Ladybug Memory implementation will provide primitives that customers can use to pick and choose the level of determinism and grounding they need. We will of course support the current (LLM) way of doing things and augment it with additional retrieval mechanisms that are desirable in finance, legal and medical fields.

This goes well beyond what GraphRAG-style approaches offer. Those systems use graphs purely for retrieval—adding relationship edges between chunks to improve context selection. Ladybug Memory controls not just retrieval, but the structure of the memory graph itself (what nodes and edges exist, how they’re updated) and the execution semantics of how agents interact with it (transactional updates, consistency guarantees, traversal patterns). It’s a full memory substrate, not just a retrieval enhancement.

We will strive to be a platform provider and work with people building agentic solutions in these domains.

A Path Forward

As long as these memory layouts remain incompatible, we can’t build a single, graph-native memory plane that supports the zero-copy interoperability that continuous, deterministic learning needs.

To bridge this gap, we’re proposing Icebug-Format. It comes in two flavors: Icebug-Disk and Icebug-Memory, both of which represent Graphs as Columnar Sparse Row (CSR) matrices. On disk we’ll use Parquet and in memory we’ll use Apache Arrow.

Efficient interop will be first built between Graph Databases and Graph Compute Platforms.
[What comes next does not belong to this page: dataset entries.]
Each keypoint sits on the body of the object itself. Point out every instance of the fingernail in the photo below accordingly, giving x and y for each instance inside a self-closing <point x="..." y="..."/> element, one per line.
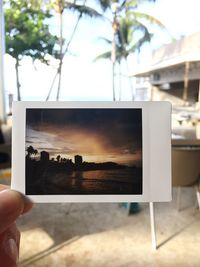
<point x="11" y="249"/>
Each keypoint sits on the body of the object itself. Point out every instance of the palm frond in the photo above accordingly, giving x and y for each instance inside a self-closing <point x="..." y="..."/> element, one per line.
<point x="83" y="10"/>
<point x="136" y="15"/>
<point x="105" y="55"/>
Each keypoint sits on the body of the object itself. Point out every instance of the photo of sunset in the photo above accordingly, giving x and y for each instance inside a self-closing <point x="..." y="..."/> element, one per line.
<point x="83" y="151"/>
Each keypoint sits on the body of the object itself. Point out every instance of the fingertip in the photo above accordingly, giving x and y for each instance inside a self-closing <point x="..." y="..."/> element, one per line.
<point x="12" y="205"/>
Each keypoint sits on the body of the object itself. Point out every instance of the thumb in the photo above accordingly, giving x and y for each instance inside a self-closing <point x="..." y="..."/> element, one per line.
<point x="12" y="205"/>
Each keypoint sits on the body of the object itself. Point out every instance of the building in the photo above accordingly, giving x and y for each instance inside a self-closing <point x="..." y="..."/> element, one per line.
<point x="174" y="72"/>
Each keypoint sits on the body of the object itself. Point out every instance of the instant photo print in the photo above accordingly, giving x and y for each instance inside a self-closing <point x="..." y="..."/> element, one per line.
<point x="92" y="151"/>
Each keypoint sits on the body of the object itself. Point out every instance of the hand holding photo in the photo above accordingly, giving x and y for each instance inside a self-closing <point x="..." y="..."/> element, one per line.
<point x="91" y="151"/>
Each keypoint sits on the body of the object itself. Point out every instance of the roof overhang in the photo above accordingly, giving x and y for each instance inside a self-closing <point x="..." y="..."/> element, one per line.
<point x="166" y="64"/>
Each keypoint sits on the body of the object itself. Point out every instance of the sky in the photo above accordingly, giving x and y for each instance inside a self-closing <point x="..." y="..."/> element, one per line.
<point x="98" y="135"/>
<point x="82" y="78"/>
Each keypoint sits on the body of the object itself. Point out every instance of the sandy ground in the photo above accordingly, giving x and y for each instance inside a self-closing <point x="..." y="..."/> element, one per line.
<point x="103" y="235"/>
<point x="96" y="235"/>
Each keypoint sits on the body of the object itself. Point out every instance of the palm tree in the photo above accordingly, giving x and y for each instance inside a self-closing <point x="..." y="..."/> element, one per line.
<point x="60" y="6"/>
<point x="35" y="152"/>
<point x="30" y="150"/>
<point x="58" y="158"/>
<point x="125" y="23"/>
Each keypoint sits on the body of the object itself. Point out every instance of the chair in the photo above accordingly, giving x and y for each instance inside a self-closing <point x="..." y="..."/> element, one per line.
<point x="185" y="173"/>
<point x="186" y="169"/>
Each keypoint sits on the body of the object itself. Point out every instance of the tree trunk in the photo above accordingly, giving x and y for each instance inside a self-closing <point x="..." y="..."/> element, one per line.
<point x="186" y="81"/>
<point x="113" y="54"/>
<point x="17" y="78"/>
<point x="61" y="56"/>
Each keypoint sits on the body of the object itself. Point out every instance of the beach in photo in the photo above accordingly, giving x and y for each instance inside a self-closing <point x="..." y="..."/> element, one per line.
<point x="83" y="151"/>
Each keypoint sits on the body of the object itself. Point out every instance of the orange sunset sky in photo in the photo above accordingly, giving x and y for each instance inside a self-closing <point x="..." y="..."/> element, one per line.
<point x="98" y="135"/>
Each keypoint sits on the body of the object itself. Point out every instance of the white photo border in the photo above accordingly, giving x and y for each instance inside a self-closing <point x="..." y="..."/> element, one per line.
<point x="156" y="150"/>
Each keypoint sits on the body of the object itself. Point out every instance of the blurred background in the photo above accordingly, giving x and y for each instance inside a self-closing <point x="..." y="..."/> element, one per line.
<point x="88" y="50"/>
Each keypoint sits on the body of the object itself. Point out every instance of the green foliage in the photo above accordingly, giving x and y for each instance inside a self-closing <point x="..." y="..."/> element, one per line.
<point x="27" y="33"/>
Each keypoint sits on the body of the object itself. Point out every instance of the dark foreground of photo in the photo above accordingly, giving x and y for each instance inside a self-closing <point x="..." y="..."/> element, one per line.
<point x="77" y="182"/>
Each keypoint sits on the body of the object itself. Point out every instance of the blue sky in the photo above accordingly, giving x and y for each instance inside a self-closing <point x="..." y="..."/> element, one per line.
<point x="82" y="78"/>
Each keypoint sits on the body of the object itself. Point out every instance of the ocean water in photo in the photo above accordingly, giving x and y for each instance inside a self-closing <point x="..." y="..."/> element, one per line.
<point x="120" y="181"/>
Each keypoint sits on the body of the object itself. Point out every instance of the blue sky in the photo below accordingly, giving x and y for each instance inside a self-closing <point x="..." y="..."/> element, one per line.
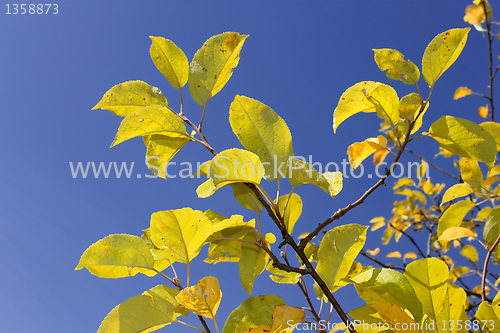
<point x="299" y="58"/>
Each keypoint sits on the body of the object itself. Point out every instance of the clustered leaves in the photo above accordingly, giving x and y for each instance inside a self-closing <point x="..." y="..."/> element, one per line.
<point x="422" y="294"/>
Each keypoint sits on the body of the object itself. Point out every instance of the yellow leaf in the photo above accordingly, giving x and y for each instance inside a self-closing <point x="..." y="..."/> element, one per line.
<point x="377" y="225"/>
<point x="483" y="111"/>
<point x="117" y="256"/>
<point x="470" y="253"/>
<point x="494" y="129"/>
<point x="442" y="52"/>
<point x="455" y="233"/>
<point x="151" y="120"/>
<point x="380" y="156"/>
<point x="398" y="68"/>
<point x="474" y="14"/>
<point x="203" y="299"/>
<point x="303" y="173"/>
<point x="285" y="316"/>
<point x="364" y="97"/>
<point x="373" y="252"/>
<point x="470" y="172"/>
<point x="261" y="131"/>
<point x="462" y="92"/>
<point x="456" y="191"/>
<point x="394" y="254"/>
<point x="397" y="318"/>
<point x="170" y="61"/>
<point x="464" y="138"/>
<point x="213" y="65"/>
<point x="359" y="151"/>
<point x="130" y="96"/>
<point x="410" y="255"/>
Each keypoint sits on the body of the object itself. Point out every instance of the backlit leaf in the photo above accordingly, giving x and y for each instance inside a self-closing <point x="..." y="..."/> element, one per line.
<point x="464" y="138"/>
<point x="353" y="101"/>
<point x="388" y="286"/>
<point x="117" y="256"/>
<point x="461" y="92"/>
<point x="180" y="233"/>
<point x="261" y="131"/>
<point x="453" y="216"/>
<point x="139" y="314"/>
<point x="442" y="52"/>
<point x="490" y="315"/>
<point x="494" y="129"/>
<point x="253" y="312"/>
<point x="281" y="276"/>
<point x="398" y="68"/>
<point x="396" y="317"/>
<point x="285" y="316"/>
<point x="213" y="65"/>
<point x="470" y="172"/>
<point x="170" y="61"/>
<point x="429" y="280"/>
<point x="303" y="173"/>
<point x="203" y="298"/>
<point x="456" y="233"/>
<point x="293" y="205"/>
<point x="359" y="151"/>
<point x="338" y="249"/>
<point x="456" y="191"/>
<point x="150" y="120"/>
<point x="470" y="253"/>
<point x="130" y="96"/>
<point x="394" y="254"/>
<point x="161" y="149"/>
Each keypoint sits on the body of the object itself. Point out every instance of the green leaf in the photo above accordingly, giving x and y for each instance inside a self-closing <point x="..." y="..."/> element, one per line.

Towards that end, we’re announcing two new projects:

  • Icebug - a fork of networkit graph analytics platform. [GitHub]
  • Pgembed - an embedded version of postgres + pg_duckdb with many popular extensions for vector and keyword indexing. [GitHub]
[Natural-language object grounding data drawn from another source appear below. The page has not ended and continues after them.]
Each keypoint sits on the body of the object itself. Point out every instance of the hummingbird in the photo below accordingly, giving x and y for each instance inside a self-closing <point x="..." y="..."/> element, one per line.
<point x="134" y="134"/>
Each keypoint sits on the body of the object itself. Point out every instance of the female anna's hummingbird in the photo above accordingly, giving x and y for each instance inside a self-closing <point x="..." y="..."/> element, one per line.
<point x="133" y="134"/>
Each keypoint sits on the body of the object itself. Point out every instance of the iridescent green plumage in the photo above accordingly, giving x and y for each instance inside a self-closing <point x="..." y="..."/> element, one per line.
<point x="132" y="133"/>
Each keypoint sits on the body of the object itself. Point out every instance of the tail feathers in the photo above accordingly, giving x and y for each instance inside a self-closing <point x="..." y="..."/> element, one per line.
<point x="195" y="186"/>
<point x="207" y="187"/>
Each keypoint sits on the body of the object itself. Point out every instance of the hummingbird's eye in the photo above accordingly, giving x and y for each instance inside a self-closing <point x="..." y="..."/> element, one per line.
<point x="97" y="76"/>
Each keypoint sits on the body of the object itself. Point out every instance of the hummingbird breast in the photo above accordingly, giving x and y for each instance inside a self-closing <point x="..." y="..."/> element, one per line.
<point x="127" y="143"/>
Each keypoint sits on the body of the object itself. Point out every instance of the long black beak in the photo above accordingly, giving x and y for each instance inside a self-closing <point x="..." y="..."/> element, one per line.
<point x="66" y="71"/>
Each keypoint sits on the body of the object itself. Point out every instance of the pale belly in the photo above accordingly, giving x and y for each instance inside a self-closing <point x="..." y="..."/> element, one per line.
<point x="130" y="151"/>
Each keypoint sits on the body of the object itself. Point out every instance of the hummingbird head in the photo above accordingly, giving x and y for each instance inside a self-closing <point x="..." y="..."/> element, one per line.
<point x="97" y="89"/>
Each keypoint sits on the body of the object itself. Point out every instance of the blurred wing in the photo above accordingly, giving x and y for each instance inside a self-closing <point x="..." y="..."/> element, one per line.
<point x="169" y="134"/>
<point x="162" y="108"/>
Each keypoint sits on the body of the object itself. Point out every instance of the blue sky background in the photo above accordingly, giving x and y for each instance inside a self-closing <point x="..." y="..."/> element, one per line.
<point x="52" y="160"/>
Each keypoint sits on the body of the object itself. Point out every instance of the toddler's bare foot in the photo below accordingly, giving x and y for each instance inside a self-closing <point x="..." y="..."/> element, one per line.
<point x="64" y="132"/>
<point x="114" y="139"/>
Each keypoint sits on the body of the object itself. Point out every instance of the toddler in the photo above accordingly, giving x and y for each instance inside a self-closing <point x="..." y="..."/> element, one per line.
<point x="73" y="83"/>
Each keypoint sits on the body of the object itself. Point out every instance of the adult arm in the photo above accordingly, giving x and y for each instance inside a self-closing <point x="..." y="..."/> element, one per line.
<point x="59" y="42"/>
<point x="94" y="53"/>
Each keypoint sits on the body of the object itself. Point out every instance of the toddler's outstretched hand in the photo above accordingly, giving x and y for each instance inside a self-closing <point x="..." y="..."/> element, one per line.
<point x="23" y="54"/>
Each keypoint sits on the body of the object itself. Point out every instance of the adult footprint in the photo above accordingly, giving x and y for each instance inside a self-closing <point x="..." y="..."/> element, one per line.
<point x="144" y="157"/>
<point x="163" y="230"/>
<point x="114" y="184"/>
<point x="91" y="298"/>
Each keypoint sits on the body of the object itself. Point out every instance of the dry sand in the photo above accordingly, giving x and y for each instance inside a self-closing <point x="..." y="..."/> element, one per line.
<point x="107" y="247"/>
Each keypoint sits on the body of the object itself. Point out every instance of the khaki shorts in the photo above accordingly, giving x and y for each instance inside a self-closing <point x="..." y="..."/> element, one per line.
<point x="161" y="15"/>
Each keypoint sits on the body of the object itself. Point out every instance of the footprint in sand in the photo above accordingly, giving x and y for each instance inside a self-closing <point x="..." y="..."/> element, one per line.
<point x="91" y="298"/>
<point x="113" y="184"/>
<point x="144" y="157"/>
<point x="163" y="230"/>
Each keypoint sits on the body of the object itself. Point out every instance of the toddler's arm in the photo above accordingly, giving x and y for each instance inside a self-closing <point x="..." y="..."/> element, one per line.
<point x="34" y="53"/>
A typical agentic deployment will involve multiple agents writing to a shared pgembed instance. Older data will be auto-migrated to columnar format using duckdb. Specialized small models will continuously update a summarized graph in LadybugDB. We will use Icebug as a zero-copy continuous learning platform to discover patterns and update the schema for better explainability, retrieval and compression.

Together, LadybugDB, Icebug, Pgembed and DuckDB aim to give agent builders a unified substrate that spans all four quadrants: probabilistic/deterministic inputs and structures, with a common columnar graph structure underneath both on disk and in memory. We intend to extend this platform to include SparseTensors and GPUs in the future.